Poi l’uomo più anziano gli è balzato addosso. Prima di potermi tirare un altro pugno, Jack è stato sollevato da terra e scaraventato via. Il mio sollievo è stato breve: Al si è chinato su me e mi ha afferrato per la giacca. Mi sono ritrovato in piedi e ho visto il suo braccio ritrarsi. Ho tentato di deviare il colpo, ma la forza dell’impatto ha spostato violentemente il mio braccio. Il palmo aperto della sua mano mi ha percosso la guancia, scavando un solco di dolore accecante nell’occhio e nella mascella. — Adesso “basta” — ha detto Al. Mi ha scrollato come un adulto scrollerebbe un bambino, con una forza incredibile. — Un altro scherzo del genere e ti uccidiamo.
Mi ha sbattuto a terra e si è girato per affrontare la carica di Jack. Lo ha fermato con ridicola facilità. — Lascialo a me! — ha urlato Jack, furibondo. — Lascialo a me! — Io mi sono rialzato, mezzo cieco. L’uomo più anziano ha continuato a tenere a bada l’altro, cercando di calmarlo. — Vacci piano, ragazzo — gli ha detto. — Rallenta il sangue.
Allora non avevano intenzione di uccidermi. Scoprirlo adesso non faceva che peggiorare le cose. Se lo avessi saputo prima, avrei aspettato un’occasione migliore per liberarmi. Dopo quello che avevo fatto, non mi avrebbero più dato la minima possibilità.
L’uomo più giovane ha smesso di divincolarsi solo quando l’altro gli ha ricordato di essere il capo, e che Jack avrebbe fatto meglio a non dimenticarlo. Pochi attimi dopo, mi avevano afferrato di nuovo per le braccia e mi trascinavano sulla spiaggia. Le dita di Jack mi martoriavano ferocemente la carne, ma non mi sono lamentato. A denti stretti, ho chiesto all’uomo più anziano cosa volesse fare di me.
— Ti uccideremo — ha risposto Jack. — Sarai più morto di un pesce all’amo.
— No, Jack — ha ribattuto Al, in tono quasi stanco. — Non sono uomo da omicidi, e lo sai.

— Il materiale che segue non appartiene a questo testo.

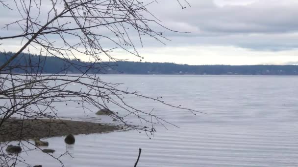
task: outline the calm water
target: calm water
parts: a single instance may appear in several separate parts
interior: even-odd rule
[[[133,167],[139,147],[138,167],[298,166],[298,77],[106,75],[102,79],[124,83],[123,88],[162,96],[165,102],[206,114],[194,116],[127,97],[130,104],[145,110],[154,108],[154,114],[179,127],[157,125],[151,139],[136,130],[77,136],[75,144],[68,148],[74,158],[61,158],[66,167]],[[94,113],[84,114],[74,105],[61,105],[60,116],[110,121]],[[136,118],[128,119],[145,125]],[[63,137],[46,140],[56,150],[54,156],[66,151]],[[60,166],[39,151],[22,154],[30,164]]]

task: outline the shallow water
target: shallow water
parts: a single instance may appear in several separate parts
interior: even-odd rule
[[[76,136],[75,144],[67,148],[74,158],[61,158],[65,167],[132,167],[139,147],[138,167],[298,166],[298,77],[105,75],[102,79],[206,114],[194,116],[127,97],[129,104],[145,110],[154,108],[154,114],[179,128],[157,125],[151,139],[136,130]],[[84,114],[75,106],[57,105],[62,117],[110,122],[105,116]],[[144,125],[136,118],[127,119]],[[66,150],[63,139],[47,139],[49,148],[56,150],[53,155]],[[32,165],[60,166],[40,150],[21,154]]]

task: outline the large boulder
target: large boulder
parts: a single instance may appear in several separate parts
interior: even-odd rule
[[[64,142],[68,145],[73,145],[74,144],[74,142],[75,142],[75,140],[74,139],[74,136],[72,134],[69,134],[66,136],[65,139],[64,139]]]
[[[55,152],[55,150],[53,149],[43,149],[43,152],[46,152],[46,153],[54,153],[54,152]]]
[[[18,153],[22,151],[22,148],[20,146],[9,145],[5,150],[10,153]]]
[[[35,146],[49,146],[49,142],[35,140]]]
[[[103,108],[99,110],[96,114],[97,115],[112,115],[114,114],[113,111],[107,108]]]

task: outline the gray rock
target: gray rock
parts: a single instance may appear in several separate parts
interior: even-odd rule
[[[43,149],[43,152],[46,152],[46,153],[54,153],[54,152],[55,152],[55,150],[52,149]]]
[[[103,108],[99,110],[96,114],[97,115],[112,115],[114,114],[113,111],[107,108]]]
[[[39,140],[35,140],[35,146],[49,146],[49,142],[41,141]]]
[[[10,153],[17,153],[22,151],[22,148],[20,146],[9,145],[5,150]]]
[[[75,140],[74,139],[74,136],[72,134],[69,134],[66,136],[65,139],[64,139],[64,142],[67,144],[68,145],[73,145],[74,144],[74,142],[75,142]]]

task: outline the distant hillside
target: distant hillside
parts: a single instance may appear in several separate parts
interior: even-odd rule
[[[11,55],[13,53],[9,53]],[[0,53],[0,64],[9,59],[9,56]],[[25,67],[29,63],[32,68]],[[75,60],[66,60],[54,57],[39,57],[22,54],[10,65],[19,68],[14,72],[23,73],[27,70],[45,73],[81,73],[87,70],[85,66],[90,63]],[[108,64],[107,65],[107,64]],[[174,63],[141,63],[118,62],[117,63],[103,63],[95,64],[100,70],[88,70],[88,73],[126,74],[194,74],[194,75],[298,75],[298,65],[189,65]]]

— Allora cosa farete? — ho domandato io.
— Ti impediremo di tornare all’hotel — mi ha informato Al. — Finché il treno non sarà partito.

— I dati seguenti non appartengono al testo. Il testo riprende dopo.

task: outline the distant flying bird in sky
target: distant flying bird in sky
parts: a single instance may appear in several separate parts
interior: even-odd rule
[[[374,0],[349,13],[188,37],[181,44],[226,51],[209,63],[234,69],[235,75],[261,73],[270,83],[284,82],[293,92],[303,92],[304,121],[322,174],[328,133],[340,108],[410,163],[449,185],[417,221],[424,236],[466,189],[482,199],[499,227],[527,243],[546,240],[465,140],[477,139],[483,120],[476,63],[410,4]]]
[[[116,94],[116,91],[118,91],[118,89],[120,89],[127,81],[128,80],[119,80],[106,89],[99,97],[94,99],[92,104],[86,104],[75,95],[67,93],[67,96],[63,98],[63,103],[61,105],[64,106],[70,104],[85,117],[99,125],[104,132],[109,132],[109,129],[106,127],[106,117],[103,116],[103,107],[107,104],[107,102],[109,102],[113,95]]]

— È questo che vi ha ordinato Robinson?
— Mi pare che quel gentiluomo si chiamasse così, sì. — Al ha annuito. — E ringrazia lui se ti risparmiamo la vita. È stato chiarissimo. Non dobbiamo farti del male, ma semplicemente tenerti lontano dall’hotel per un certo numero di ore. — Un risolino disgustato. — E non ti avremmo fatto niente, se tu non avessi continuato a resistere. Ma è la gioventù, immagino. Anche il mio Paul era identico.

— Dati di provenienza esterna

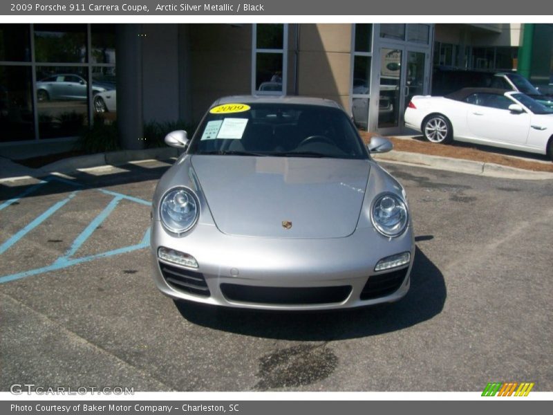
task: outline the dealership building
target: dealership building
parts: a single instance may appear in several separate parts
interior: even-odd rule
[[[330,98],[363,129],[406,132],[436,71],[518,71],[553,82],[553,24],[0,24],[0,154],[62,149],[117,120],[196,122],[217,98]],[[28,147],[29,148],[29,147]]]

Non ha aggiunto altro. Mi sono chiesto come mai Robinson avesse dato istruzioni tanto precise per la mia vita, quando sembrava desiderare solo la mia morte. Avevo sbagliato un’altra volta nel giudicarlo? Ho scacciato l’idea. Comunque, che importanza aveva? Perdere Elise non era meno che perdere la vita. Vero, avevo letto che si era fermata all’hotel, ma potevo scommettere tutto su quello? Aveva senso che si fermasse da sola, dopo la partenza della sua compagnia? Aveva senso che sua madre, e soprattutto Robinson, la lasciassero lì? Robinson si sarebbe preso tanto disturbo solo per abbandonare Elise all’hotel?